On Thu, May 1, 2008 at 8:06 AM, KOSAKI Motohiro
<kosaki.motohiro@jp.fujitsu.com> wrote:
Some of each.
mlocking didn't fix things, it just made the oom happen at a different
time (see graphs below), both in the small test program where I used
mlockall, and in the jvm where during initialization I read
/proc/self/maps and mlocked each region of memory that was mapped to a
file. Note that without swap, all of the anonymous pages containing
the java code are effectively locked in memory, too, so everything
runs without page faults.
Most simply, I need to get low memory notifications while there is
still enough memory to handle them before oom.
x86, Linux 2.6.23.9 (with your patches trivially backported), 128MB,
no swap. Is there something else I can tell you?
It's not what /proc/meminfo calls "Mapped". It's in anonymous pages
with no backing store, i.e., mmap with MAP_ANONYMOUS.
Here's a graph of MemFree, Cached, and Mapped over time (I believe
Mapped is mostly or entirely subset of Cached here, so it's not
actually important):
http://www.tommay.net/memory.png
The amount of MemFree fluctuates as java allocates and garbage
collects, but the Cached memory decreases (since the kernel has to use
it for __alloc_pages when memory is low) until at some point there is
no memory to satisfy __alloc_pages and there is an oom.
The same things happens if I use mlock, only it happens sooner because
the kernel can't discard any of the 15MB of mlock'd memory so it
actually runs out of memory faster:
http://www.tommay.net/memory-mlock.png
I'm not sure how to explain it differently than I have before.
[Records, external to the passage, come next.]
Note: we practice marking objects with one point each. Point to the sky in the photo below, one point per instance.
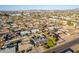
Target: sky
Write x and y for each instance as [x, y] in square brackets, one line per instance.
[37, 7]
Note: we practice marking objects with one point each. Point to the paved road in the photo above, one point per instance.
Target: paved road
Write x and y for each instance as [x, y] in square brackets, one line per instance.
[7, 50]
[63, 46]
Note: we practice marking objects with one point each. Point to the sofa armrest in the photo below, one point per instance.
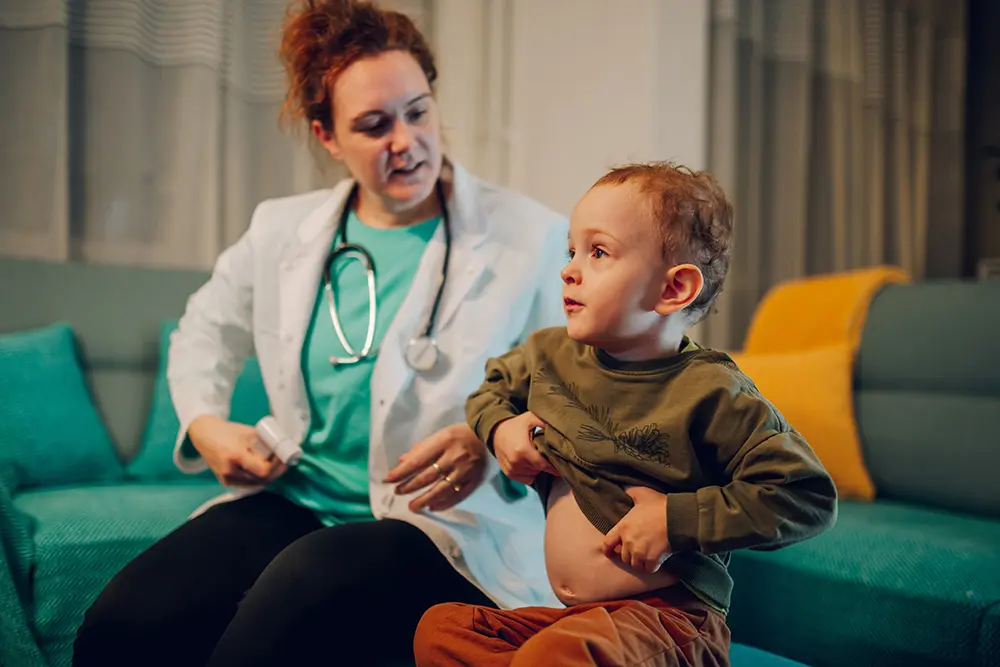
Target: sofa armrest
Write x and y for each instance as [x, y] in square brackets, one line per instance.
[18, 645]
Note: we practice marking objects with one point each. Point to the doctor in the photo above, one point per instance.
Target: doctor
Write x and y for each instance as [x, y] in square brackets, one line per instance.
[393, 506]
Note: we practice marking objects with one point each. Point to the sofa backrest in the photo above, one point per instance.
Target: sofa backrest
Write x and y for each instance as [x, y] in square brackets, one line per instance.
[116, 313]
[927, 394]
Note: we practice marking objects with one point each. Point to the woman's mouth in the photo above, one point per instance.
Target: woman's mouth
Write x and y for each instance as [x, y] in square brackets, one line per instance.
[408, 171]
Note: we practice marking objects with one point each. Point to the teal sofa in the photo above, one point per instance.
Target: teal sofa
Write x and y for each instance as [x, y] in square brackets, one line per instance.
[95, 487]
[912, 578]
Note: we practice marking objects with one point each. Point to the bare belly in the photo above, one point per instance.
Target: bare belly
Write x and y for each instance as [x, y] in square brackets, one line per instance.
[578, 570]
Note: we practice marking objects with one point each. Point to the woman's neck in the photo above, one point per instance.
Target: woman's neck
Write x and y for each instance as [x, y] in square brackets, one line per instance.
[373, 212]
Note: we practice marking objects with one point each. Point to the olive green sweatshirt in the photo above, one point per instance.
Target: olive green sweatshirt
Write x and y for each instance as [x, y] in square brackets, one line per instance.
[690, 426]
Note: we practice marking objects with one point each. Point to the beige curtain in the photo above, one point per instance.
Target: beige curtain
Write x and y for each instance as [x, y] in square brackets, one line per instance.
[836, 125]
[144, 131]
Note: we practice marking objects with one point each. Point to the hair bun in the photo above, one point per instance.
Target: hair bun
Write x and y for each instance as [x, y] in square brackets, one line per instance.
[322, 38]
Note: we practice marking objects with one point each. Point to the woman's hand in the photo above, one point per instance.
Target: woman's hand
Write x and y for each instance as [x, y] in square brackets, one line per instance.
[451, 462]
[228, 449]
[516, 451]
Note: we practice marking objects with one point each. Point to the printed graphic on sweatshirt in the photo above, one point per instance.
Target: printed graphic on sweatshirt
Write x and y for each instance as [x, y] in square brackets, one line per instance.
[645, 443]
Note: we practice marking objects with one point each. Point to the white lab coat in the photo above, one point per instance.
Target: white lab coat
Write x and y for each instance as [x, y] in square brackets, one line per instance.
[507, 251]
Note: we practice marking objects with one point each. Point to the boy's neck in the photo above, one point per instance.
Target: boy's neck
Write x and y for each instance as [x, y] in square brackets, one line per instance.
[666, 343]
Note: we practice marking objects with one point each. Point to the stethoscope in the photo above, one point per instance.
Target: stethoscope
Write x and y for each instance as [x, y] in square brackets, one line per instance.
[421, 352]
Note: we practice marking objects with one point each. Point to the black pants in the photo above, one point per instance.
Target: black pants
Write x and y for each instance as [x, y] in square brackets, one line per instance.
[259, 581]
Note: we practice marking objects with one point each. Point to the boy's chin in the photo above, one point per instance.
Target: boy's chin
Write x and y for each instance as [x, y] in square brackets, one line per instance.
[582, 334]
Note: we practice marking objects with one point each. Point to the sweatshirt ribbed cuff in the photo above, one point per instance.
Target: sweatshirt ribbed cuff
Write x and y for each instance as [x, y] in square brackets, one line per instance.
[487, 422]
[682, 522]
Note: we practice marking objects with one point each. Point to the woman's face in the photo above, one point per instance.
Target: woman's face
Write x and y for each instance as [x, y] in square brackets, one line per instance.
[386, 129]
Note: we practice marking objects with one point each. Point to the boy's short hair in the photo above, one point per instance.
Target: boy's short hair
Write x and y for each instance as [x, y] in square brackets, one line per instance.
[695, 220]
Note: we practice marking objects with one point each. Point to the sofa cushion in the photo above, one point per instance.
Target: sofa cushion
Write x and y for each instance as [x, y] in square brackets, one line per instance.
[813, 390]
[155, 459]
[50, 432]
[928, 394]
[85, 534]
[890, 584]
[747, 656]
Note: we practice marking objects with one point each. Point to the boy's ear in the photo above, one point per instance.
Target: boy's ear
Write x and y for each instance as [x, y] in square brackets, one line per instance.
[682, 285]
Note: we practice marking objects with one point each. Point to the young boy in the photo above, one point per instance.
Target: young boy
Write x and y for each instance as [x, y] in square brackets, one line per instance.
[654, 458]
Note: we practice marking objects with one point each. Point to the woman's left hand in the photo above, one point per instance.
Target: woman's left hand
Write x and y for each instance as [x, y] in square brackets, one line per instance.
[451, 462]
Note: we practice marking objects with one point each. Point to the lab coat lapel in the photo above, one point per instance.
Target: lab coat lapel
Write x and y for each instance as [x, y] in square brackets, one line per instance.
[469, 257]
[299, 277]
[469, 252]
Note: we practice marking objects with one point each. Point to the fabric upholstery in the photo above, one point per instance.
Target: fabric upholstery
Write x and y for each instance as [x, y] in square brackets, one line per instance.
[83, 535]
[50, 432]
[928, 394]
[817, 311]
[891, 584]
[155, 458]
[813, 390]
[116, 313]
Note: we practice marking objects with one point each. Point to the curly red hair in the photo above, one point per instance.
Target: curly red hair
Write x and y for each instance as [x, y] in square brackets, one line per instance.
[695, 219]
[322, 38]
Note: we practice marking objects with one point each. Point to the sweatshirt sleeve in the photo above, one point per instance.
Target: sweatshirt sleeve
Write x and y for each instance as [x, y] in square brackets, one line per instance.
[774, 491]
[503, 394]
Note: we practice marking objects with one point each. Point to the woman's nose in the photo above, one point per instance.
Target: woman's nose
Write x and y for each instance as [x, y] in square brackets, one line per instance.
[402, 138]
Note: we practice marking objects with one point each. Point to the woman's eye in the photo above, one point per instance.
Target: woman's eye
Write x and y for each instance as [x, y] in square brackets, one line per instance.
[376, 130]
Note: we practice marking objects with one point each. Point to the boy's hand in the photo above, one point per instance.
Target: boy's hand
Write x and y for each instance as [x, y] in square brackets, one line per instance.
[641, 535]
[515, 451]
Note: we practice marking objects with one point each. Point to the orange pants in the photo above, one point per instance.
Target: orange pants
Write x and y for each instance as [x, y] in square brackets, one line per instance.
[669, 627]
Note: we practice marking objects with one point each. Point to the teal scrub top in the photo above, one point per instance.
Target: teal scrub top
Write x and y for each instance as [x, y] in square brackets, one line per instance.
[331, 479]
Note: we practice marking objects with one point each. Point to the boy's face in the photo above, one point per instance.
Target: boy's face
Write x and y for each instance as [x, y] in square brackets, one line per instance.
[616, 273]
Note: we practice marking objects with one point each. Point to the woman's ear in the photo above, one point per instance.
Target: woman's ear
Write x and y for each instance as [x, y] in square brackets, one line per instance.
[683, 284]
[327, 139]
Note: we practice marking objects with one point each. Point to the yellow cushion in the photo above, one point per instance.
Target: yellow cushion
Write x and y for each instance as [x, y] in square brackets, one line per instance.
[812, 389]
[818, 310]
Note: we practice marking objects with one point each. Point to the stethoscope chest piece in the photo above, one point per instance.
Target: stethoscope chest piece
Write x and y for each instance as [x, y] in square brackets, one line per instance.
[422, 353]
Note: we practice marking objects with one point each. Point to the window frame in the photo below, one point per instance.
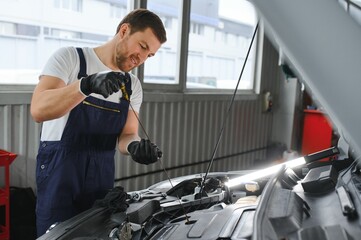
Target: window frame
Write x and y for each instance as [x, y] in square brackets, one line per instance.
[182, 60]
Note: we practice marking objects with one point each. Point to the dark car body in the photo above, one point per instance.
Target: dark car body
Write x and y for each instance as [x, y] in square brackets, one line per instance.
[319, 200]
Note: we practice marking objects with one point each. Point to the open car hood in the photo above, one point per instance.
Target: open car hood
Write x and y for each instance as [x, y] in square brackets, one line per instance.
[318, 200]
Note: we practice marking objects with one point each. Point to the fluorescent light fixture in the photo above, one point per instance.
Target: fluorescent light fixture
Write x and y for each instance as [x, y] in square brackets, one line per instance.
[265, 172]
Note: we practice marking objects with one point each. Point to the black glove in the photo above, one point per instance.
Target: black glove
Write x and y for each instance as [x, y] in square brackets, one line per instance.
[144, 151]
[104, 83]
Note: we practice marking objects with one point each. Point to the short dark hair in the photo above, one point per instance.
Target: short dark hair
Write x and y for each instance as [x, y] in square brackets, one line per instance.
[141, 19]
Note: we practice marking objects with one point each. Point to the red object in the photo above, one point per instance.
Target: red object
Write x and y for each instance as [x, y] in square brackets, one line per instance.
[317, 132]
[6, 158]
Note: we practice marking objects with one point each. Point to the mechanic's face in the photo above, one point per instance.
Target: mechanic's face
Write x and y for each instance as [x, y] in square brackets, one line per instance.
[133, 50]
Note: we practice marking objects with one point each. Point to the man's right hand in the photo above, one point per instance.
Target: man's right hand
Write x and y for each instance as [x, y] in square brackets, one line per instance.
[103, 83]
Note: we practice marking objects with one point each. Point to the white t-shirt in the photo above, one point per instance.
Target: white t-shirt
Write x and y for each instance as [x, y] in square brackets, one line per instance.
[65, 64]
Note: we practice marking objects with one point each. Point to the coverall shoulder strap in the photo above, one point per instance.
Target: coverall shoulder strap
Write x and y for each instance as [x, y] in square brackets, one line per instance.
[82, 70]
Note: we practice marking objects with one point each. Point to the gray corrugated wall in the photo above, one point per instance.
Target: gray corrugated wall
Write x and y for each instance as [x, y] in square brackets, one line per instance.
[186, 131]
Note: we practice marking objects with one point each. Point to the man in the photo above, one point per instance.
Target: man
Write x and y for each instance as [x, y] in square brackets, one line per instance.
[84, 116]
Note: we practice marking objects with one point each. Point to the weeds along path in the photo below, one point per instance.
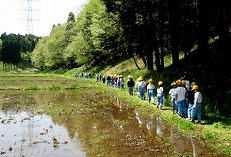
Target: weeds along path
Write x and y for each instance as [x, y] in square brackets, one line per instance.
[217, 134]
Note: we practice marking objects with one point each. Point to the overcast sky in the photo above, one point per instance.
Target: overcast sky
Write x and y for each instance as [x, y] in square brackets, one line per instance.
[45, 13]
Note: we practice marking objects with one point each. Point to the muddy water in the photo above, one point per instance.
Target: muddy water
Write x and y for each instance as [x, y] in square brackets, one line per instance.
[77, 123]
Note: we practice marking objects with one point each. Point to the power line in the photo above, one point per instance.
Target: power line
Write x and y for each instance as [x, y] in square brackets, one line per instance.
[29, 16]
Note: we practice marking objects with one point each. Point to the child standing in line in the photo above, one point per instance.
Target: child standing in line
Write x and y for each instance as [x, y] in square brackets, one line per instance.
[141, 88]
[197, 105]
[172, 93]
[130, 84]
[160, 95]
[150, 91]
[190, 97]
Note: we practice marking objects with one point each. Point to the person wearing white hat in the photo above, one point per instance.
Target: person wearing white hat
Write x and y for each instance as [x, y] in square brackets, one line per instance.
[197, 104]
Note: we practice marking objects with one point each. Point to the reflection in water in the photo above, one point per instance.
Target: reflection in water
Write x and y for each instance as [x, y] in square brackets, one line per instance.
[179, 143]
[24, 134]
[104, 129]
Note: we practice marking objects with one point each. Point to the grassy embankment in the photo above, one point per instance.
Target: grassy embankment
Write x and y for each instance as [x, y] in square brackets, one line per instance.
[215, 130]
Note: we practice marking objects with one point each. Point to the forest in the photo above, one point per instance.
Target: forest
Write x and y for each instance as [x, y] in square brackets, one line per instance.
[108, 31]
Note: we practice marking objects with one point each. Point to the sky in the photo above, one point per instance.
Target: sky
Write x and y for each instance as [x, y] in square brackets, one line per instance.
[42, 15]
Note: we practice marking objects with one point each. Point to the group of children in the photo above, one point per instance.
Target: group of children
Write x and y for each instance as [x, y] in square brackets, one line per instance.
[141, 86]
[186, 100]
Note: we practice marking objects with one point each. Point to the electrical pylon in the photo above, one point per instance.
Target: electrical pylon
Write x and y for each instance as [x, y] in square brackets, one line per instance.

Maybe
someone else could explain it better. So, at the risk of merely
repeating myself: The jvm allocates memory. MemFree decreases. In
the kernel, __alloc_pages is called. It finds that memory is low,
memory_pressure_notify is called, and some cached pages are moved to
the inactive list. These pages may then be used to satisfy
__alloc_pages requests. The jvm gets the notification, collects
garbage, and returns memory to the kernel which appears as MemFree in
/proc/meminfo. The cycle continues: the jvm allocates memory until
memory_pressure_notify is called, more cached pages are moved to the
inactive list, etc. Eventually there are no more pages to move to the
inactive list, and __alloc_pages will invoke the oom killer.
Of course.
My thought was to notify only when the threshold is crossed, i.e.,
edge-triggered not level-triggered. But I now think a threshold
mechanism may be too complicated, and artificially putting pages in
the cache works just as well. As a proof-of-concept, I do this, and
it works well, but is inefficient:
extern char _text;
for (int i = 0; i < bytes; i += 4096) {
*((volatile char *)&_text + i);
}
I think embedded Java is a perfect user of /dev/mem_notify :-) I was
happy to see your patches and the criteria you used for notification.